2.       What about when you tried to organize your thoughts later: What did your notes look like then?

3.       What do you think Matthew’s notes would have looked like?

a.       What about Luke’s when he interviewed those who knew Jesus?

b.      What about John’s as he planned out his gospel?

c.       Do your notes always look the same, or do you take notes differently in different circumstances?

Does this help shed light on how the gospels end up being so “same, but different” when we read them?

4.       When you imagine Jesus delivering a sermon, what kind of setting comes to mind?

5.       Do you think the disciples took notes? All of them? Some of them? Or the listeners (the people Luke might have interviewed later)?

6.       Do you think Jesus preached from notes?

7.       Do you take notes on sermons in church? Why or why not?

Even if Jesus didn’t preach from notes, he preached from a very deep knowledge of the Old Testament, which leads to questions of our many “same, but different” translations…

8.       Do you think Jesus quoted the Bible when he preached? (Read Matthew 5:17-18, 21-22, 27-28, 38-39)

9.       Do you think Jesus quoted a favorite translation of the Bible?

10.   What happens when we make one translation the only one we’ll accept? Why might it be good to have and use several translations? (And what was the equivalent in Jesus’ day?)

Do you remember John’s reference to “the first sign that Jesus did”? We’re moving on to the second sign next week, so read Luke 7:1-9, Matthew 8:5-13 and John 4:46-54.

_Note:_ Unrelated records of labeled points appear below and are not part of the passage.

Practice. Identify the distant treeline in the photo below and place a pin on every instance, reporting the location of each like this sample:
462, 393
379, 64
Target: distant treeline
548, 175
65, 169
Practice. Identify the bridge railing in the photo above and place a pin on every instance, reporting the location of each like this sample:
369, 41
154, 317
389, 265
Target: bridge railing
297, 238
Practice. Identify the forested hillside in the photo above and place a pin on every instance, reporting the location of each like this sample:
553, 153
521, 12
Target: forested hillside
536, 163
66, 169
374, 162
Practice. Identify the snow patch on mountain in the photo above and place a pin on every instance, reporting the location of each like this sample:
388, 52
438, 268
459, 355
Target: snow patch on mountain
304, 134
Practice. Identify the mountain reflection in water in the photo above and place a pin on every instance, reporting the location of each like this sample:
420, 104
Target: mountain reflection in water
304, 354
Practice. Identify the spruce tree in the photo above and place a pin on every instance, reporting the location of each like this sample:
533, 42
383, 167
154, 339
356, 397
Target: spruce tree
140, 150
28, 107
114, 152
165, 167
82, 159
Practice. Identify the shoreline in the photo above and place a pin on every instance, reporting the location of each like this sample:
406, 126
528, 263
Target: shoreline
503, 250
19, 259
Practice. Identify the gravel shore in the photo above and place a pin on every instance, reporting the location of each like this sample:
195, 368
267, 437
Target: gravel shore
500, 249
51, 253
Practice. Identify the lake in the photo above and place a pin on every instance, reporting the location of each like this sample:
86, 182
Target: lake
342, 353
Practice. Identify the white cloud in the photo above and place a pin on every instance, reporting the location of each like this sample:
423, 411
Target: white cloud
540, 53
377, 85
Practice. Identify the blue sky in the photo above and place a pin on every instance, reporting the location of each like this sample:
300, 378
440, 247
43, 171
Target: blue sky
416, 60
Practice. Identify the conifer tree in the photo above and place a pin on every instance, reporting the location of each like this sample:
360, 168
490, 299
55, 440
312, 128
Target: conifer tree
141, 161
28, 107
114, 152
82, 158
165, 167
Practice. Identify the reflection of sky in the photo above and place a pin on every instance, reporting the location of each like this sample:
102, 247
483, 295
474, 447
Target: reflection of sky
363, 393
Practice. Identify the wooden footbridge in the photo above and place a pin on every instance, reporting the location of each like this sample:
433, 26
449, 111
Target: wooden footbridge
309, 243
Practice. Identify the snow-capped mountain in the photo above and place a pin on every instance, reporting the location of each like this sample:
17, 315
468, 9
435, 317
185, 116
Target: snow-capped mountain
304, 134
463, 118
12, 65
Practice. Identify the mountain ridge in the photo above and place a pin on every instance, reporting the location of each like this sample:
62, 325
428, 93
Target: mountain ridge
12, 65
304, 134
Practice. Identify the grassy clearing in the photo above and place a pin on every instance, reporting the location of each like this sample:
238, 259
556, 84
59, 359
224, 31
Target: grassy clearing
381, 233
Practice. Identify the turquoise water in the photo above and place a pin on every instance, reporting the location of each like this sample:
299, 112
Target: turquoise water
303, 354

1.       What similarities do you notice? (Most scholars believe these describe the same event)

2.       What differences do you notice?

3.       Can you describe John’s first sign (the Wedding Feast at Cana) and his second sign (healing of the nobleman’s son) in one sentence each?

a.       What stands out to you as the most significant fact in the story of the feast and this story of healing?